Nel caso specifico, Costantino evitava di coinvolgere il gruppo capeggiato da Sabatino Di Grillo, avvalendosi per l’estorsione dell’apporto di Alessandro Gugliotta (che gli si presenta come “calabrese” di un non meglio specificato gruppo criminale) e Ciro Simonte», altro malavitoso, napoletano di Casoria. Gugliotta «gli chiede, dando prova di conoscere bene i suoi affari poco puliti e facendo ricorso a specifiche minacce per la sua incolumità, 60 mila euro». Ma ecco che l’imprenditore, spaventato, si rivolge proprio a Costantino, credendolo amico e sapendo – secondo l’accusa – dei suoi collegamenti con la cosca Di Grillo-Mancuso. Vuole protezione. E «la commedia» prosegue, fino a che la posta in gioco non si riduce a un terzo. Ed è stato proprio Costantino, fingendo di tutelare l’imprenditore, a organizzare un incontro a Settimo Milanese con Gugliotta (che non risparmia le minacce a Rossi: «Ti stacco la testa»).

Eccoli, i temi e i modi, le armi e la versatilità della criminalità organizzata, oggi. Quella che si avvale di uomini come Costantino, descritto dagli inquirenti come «un soggetto ambivalente, che da un lato occupa un ruolo di cerniera con gli ambienti politici e imprenditoriali…e, dall’altro, è in grado di intimidire e ricattare a più riprese l’assessore regionale Zambetti, eletto anche grazie ai suoi voti alle elezioni regionali 2010, e a partecipare a spedizioni estorsive…».

In sostanza, Costantino, per la magistratura risulta un esponente della ‘ndragheta per così dire «moderno»: «uno di quelli che non bada “alle capre”, non si sporca, sempre ben vestito e dotato di una certa cultura, capace di relazionarsi all’esterno della consorteria mafiosa.
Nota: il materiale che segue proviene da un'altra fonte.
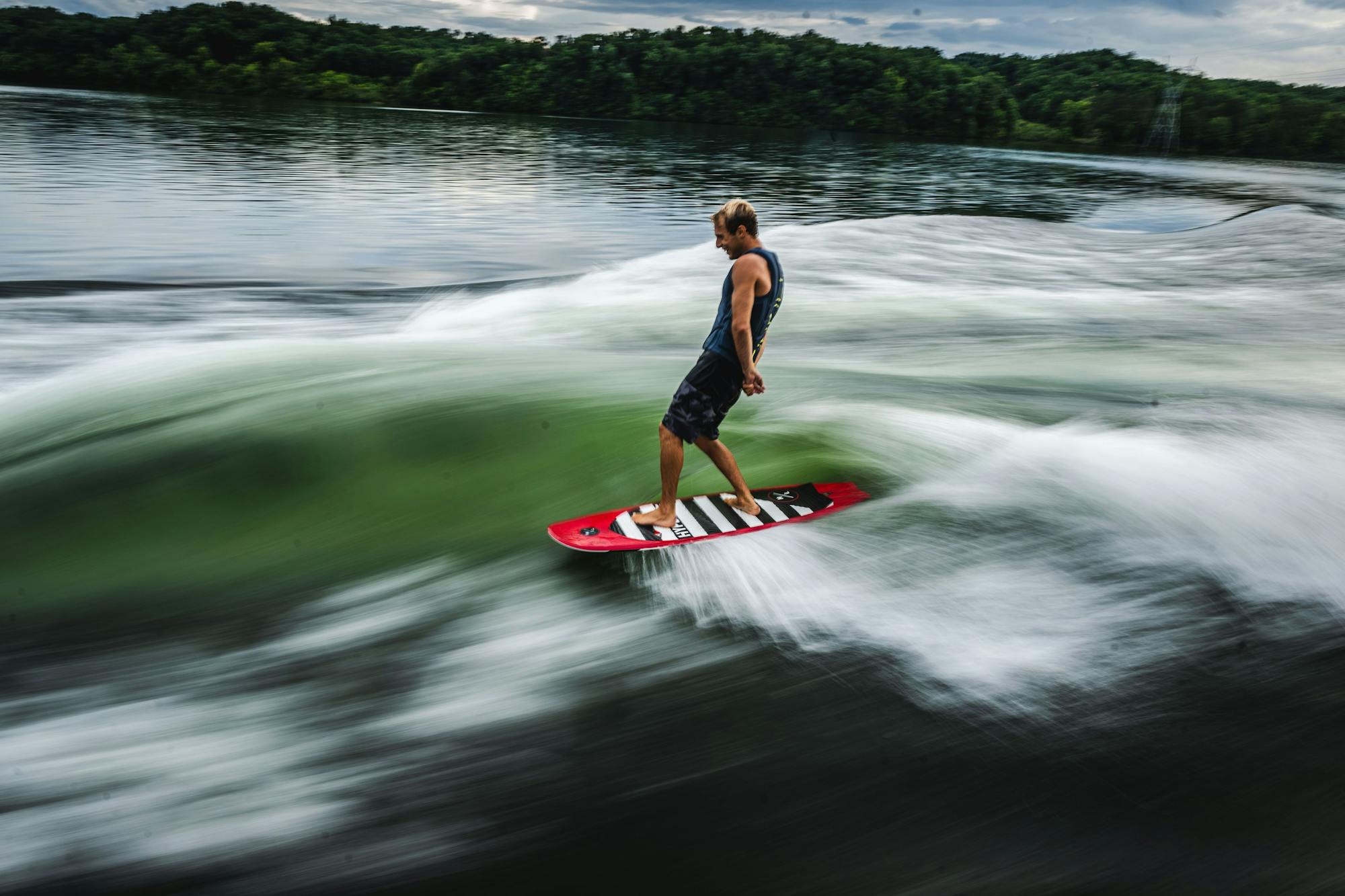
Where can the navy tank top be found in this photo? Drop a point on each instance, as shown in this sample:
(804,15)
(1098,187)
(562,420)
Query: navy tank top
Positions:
(763,311)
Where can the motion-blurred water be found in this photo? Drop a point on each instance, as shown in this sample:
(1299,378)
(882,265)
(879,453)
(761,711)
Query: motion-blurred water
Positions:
(289,395)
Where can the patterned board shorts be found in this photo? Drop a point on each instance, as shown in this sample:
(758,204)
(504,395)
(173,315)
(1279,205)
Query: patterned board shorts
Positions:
(704,399)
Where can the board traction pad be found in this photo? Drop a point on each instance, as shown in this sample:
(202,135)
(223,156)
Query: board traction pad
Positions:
(704,517)
(712,516)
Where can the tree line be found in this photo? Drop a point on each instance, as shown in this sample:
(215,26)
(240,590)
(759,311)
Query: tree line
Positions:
(716,76)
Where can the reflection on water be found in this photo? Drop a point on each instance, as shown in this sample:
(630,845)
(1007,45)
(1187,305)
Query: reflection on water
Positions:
(126,188)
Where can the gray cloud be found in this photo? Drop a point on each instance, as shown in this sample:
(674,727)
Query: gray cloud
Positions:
(1231,38)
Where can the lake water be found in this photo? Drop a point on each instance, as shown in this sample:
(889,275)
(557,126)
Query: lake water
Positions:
(290,392)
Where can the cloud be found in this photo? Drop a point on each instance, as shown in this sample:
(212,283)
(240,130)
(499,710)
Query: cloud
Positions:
(1280,40)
Gravato da un precedente per bancarotta fraudolenta e appartenente a una famiglia in origine non mafiosa che ha deciso di stringere, per sua convenienza, rapporti organici con esponenti di spicco della ‘ndrangheta lombarda». Ed è a lei che lui ma non solo mette quindi a disposizione «il suo patrimonio di conoscenze e la sua rete di relazioni», senza dimenticare di partecipare in maniera attiva ad alcune azioni criminali e violente.

È questo che fa, la criminalità organizzata: approfitta anche dell’inserimento dei «suoi» nel tessuto commerciale lombardo – come analizza il giudice – per individuare le pedine deboli del mercato. Imprenditori e commercianti in difficoltà finanziaria che si trasformano, per le cosche, in «operazioni di recupero crediti» da portare a compimento. Ricavi da ottenere con l’intimidazione. Ma «nei rapporti con gli imprenditori lombardi che alla cosca chiedevano aiuto, Costantino era autorizzato dai vertici ad offrire la protezione del sodalizio mafioso». 
Una sorta di business che non è mai bilaterale. E dal quale sganciarsi non è facile. Perché come ha spiegato anche il procuratore generale della Repubblica di Brescia «la ‘ndrangheta si presenta da coloro che gestiscono il potere non come una forza pericolosa, ma che seduce». Anche a suon di cultura, oltre che di quattrini. E di voti. E di appalti. Come quelli edilizi, dai centri commerciali ai supermercati, che alla malavita fanno gola tanto quanto lo smaltimento illecito di rifiuti.